Print debugging works well when you know what to print and can easily modify and re-run your code. Debuggers become valuable when you’re not sure what information you need, when the bug only manifests in hard-to-reproduce conditions, or when modifying and restarting the program is expensive (long startup times, complex state to recreate, etc.).

Debuggers are programs that let you interact with the execution of a program as it happens, allowing you to:

Halt execution when it reaches a certain line.
Step through one instruction at a time.
Inspect values of variables after a crash.
Conditionally halt execution when a given condition is met.
And many more advanced features.

Most programming languages support (or come with) some form of debugger. The most versatile are general-purpose debuggers like gdb (GNU Debugger) and lldb (LLVM Debugger), which can debug any native binary. Many languages also have language-specific debuggers that integrate more tightly with the runtime (like Python’s pdb or Java’s jdb).

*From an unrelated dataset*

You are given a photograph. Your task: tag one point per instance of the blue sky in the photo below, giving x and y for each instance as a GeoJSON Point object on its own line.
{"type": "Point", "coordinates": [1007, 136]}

gdb is the de-facto standard debugger for C, C++, Rust, and other compiled languages. It lets you probe pretty much any process and get its current machine state: registers, stack, program counter, and more.

Some useful GDB commands:

run - Start the program
b {function} or b {file}:{line} - Set a breakpoint
c - Continue execution
step / next / finish - Step in / step over / step out
p {variable} - Print value of variable
bt - Show backtrace (call stack)
watch {expression} - Break when the value changes

Consider using GDB’s TUI mode (gdb -tui or press Ctrl-x a inside GDB) for a split-screen view showing source code alongside the command prompt.

Record-Replay Debugging

Some of the most frustrating bugs are Heisenbugs: bugs that seem to disappear or change behavior when you try to observe them. Race conditions, timing-dependent bugs, and issues that only appear under certain system conditions fall into this category. Traditional debugging is often useless here because running the program again produces different behavior (e.g., print statements may slow down the code sufficiently that the race no longer happens).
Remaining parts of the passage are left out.